The eurozone is far from rescued and the migration crisis was put under control by Austria and other countries on the so called “Balkan route” (and not so much by Merkel’s unsavory deal with the autocratic Erdogan regime in Turkey).
Plus, almost everybody has an ominous feeling that any of these crises might return with a vengeance at any moment.
Donald Trump as an inspiration for Merkel
Now, Donald Trumps unexpectedly rides to Merkel’s rescue. Of course, this is not happening in any planned fashion.
She clearly is not his favorite politician in the world. There are even signs, not just from his Twitter account, that he despises her.
Mr. Trump’s impact comes from challenging Merkel’s fundamental basis of success: the strength of the German economy. Not that Mrs. Merkel did anything in the last 11 years to strengthen the national economy.
She not only enjoyed the political benefits of the structural reforms undertaken by her predecessor Gerhard Schröder (who lost the elections as a result), but also did much with her benefits-boosting policies to sap the German economy’s remarkable energy.

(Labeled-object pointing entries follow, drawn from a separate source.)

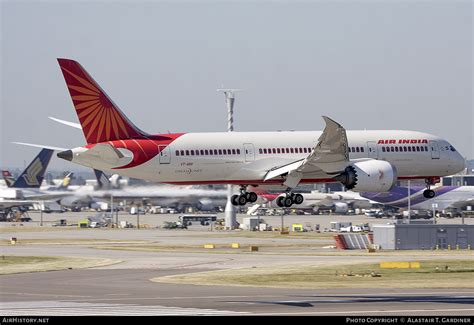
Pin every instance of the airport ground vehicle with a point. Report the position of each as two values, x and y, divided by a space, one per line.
202 219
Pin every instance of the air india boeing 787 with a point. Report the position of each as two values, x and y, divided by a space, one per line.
364 161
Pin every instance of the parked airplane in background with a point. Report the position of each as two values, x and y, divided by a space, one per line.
361 160
338 202
33 175
159 195
447 197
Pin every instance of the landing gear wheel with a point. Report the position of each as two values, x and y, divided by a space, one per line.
251 197
429 194
287 202
280 201
234 200
242 200
298 199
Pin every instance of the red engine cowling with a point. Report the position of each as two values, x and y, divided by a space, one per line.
369 176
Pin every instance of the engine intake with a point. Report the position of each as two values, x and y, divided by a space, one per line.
369 176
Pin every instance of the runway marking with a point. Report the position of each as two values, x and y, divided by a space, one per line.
62 308
42 294
351 312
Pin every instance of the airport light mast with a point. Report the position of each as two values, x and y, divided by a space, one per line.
229 212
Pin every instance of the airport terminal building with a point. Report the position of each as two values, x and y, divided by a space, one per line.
423 236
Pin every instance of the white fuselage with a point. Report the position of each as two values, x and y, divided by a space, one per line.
250 155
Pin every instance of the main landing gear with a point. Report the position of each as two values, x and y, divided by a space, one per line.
429 193
244 197
289 199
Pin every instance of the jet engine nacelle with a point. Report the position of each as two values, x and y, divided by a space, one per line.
369 176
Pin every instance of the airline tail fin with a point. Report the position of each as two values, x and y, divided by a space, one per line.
33 175
9 179
100 118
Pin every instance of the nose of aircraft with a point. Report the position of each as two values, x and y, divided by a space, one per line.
66 155
459 163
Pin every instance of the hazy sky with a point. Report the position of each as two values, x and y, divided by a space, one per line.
366 64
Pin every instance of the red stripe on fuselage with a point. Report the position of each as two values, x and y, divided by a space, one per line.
274 181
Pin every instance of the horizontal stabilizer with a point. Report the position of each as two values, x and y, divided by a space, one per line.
71 124
103 152
40 146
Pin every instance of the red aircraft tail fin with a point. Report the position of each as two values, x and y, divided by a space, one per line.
100 118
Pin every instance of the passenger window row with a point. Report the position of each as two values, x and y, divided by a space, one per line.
266 151
404 148
356 149
208 152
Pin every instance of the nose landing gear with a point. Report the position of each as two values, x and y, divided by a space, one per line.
289 199
429 193
244 197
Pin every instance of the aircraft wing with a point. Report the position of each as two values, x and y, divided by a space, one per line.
330 155
16 203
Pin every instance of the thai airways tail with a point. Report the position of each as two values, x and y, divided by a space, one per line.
100 117
66 181
102 181
33 175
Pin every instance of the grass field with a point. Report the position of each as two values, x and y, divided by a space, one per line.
432 274
23 264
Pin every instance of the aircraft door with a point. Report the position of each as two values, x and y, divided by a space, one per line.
165 155
249 152
434 149
372 149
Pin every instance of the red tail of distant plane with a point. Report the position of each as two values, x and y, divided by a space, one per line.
100 118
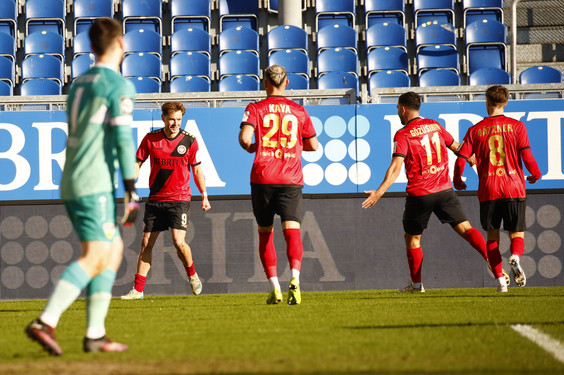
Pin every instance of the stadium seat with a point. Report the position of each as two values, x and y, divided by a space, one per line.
437 56
381 11
238 38
233 13
386 34
330 12
142 65
489 76
46 42
141 40
337 59
189 84
439 77
441 11
86 12
190 14
40 86
146 85
287 37
540 74
432 33
146 14
42 66
190 39
338 80
239 82
477 10
387 58
239 62
43 15
334 36
81 64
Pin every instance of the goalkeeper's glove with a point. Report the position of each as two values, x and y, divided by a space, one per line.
131 203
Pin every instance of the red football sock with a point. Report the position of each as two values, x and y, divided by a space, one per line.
517 246
140 282
415 259
494 258
477 241
267 253
294 247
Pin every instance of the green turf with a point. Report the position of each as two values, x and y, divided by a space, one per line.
442 331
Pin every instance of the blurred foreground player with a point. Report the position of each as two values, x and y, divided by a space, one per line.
282 130
499 143
99 112
422 145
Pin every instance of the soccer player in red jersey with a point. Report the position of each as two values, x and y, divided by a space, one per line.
282 130
422 144
172 152
499 143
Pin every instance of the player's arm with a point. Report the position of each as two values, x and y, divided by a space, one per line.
201 184
391 175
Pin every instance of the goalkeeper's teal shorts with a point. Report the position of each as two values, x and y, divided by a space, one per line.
94 217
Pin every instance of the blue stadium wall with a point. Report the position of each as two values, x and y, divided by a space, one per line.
345 246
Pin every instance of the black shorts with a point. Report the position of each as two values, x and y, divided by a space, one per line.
160 216
511 211
418 209
268 200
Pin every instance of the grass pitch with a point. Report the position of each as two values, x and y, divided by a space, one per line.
447 331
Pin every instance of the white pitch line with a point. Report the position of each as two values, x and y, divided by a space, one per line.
555 347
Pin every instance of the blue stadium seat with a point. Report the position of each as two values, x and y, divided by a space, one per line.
190 39
439 77
485 45
441 11
142 65
190 14
141 40
146 14
238 38
477 10
489 76
432 33
239 62
387 58
233 13
333 36
381 11
81 64
190 64
189 84
295 61
437 56
287 37
46 42
330 12
43 15
240 82
146 85
338 80
40 86
86 12
338 59
540 74
386 34
42 66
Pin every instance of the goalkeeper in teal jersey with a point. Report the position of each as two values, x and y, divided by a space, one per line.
99 113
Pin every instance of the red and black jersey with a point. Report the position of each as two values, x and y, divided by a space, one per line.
280 128
497 143
170 164
423 145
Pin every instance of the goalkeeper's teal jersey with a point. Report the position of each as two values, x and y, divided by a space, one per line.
99 113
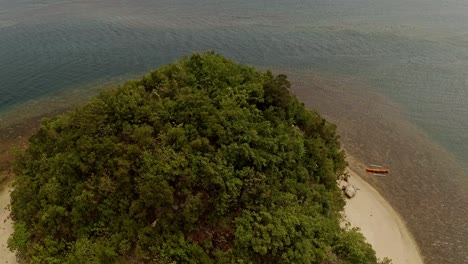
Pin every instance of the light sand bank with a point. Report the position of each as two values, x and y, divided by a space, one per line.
6 228
380 224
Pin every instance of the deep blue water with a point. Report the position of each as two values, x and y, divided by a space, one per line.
414 52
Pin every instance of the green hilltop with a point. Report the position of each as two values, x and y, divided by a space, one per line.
201 161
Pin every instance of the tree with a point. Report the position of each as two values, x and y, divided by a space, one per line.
200 161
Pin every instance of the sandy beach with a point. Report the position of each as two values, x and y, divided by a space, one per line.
380 224
6 227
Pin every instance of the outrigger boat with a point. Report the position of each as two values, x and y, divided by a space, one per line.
376 170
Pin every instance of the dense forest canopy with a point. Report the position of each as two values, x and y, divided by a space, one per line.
200 161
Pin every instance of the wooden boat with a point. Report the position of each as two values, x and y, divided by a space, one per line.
375 170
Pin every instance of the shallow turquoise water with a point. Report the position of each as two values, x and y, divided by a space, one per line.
415 52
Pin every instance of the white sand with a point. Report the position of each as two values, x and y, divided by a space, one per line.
6 228
380 224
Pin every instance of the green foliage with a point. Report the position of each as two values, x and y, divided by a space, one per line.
200 161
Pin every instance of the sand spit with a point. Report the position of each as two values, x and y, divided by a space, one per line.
426 186
6 227
380 224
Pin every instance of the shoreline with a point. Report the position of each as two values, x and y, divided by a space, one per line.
6 226
427 187
380 224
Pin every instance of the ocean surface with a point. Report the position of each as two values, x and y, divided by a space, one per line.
414 53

The German economy as an Achilles heel?
A direct attack on the German export model poses such a threat. Over the past years, the importance of exports has risen significantly. Nearly 50% of Germany’s GDP is generated by exports.
Germany’s net export surplus amounts to nearly 9% of GDP. This is the highest surplus of all major economies.
There is more to life than exports
While this extraordinary success has a lot to do with the specific structure of the German exports – mainly machinery, equipment and cars – the quality of its products and the work ethics of its labor force, it is also the result of the euro.
The common currency locks Germany’s main trading partners in Europe into a fixed exchange rate regime and the weakness of many of those national economies leads to a low valuation of the euro.
Even worse, it is also a result of a misshaped German economic policy. Running a trade surplus not only reflects what Germany boosters always tell you – that the country offers good products at a good price. The surplus also represents an export of domestic savings as capital is accumulated abroad.
A ready-made plan
Although this might in theory be the right thing to do for an ageing society like Germany, it is clearly not necessary at such a scale.
To make matters worse, German banks are not good investors, which has led to significant losses on Germany’s international investments. (Just remember German banks’ ample involvement in the U.S. subprime crisis.)
The answer to this challenge is straightforward: encourage domestic investment and consumption in Germany. And tax corporations at a higher level. They are not using their cash flows for investments, but rather choose to hoard the money.
Also give more money to consumers by lowering taxes for the lower and middle segment of taxpayers – which are the ones, when they have more cash on hand, that demonstrate a higher propensity to spend it.
And finally, increase public investment to restore Germany’s crippling infrastructure, improve education and build a broadband network on the level long needed.
Trump boosts Merkel
Coming up with such a program might help to tame international criticism of Germany and at the same time benefit Germany. It could well be an agenda for Angela Merkel’s fourth term.
Of course, you might think, that this would just be another crisis. But that’s exactly the point. If the economy as such leaves Merkel cold, the direct attack from Donald Trump and his team on the German economy moves that subject matter into Merkel’s comfort zone – crisis management.
After all, she wouldn’t be handling the economy, but working to improve relations with the United States.
Moreover, this time, it is a crisis that Angela Merkel could really solve, since it just pertains to rejiggering the German economy – and doesn’t really involve other nations’ economic habits.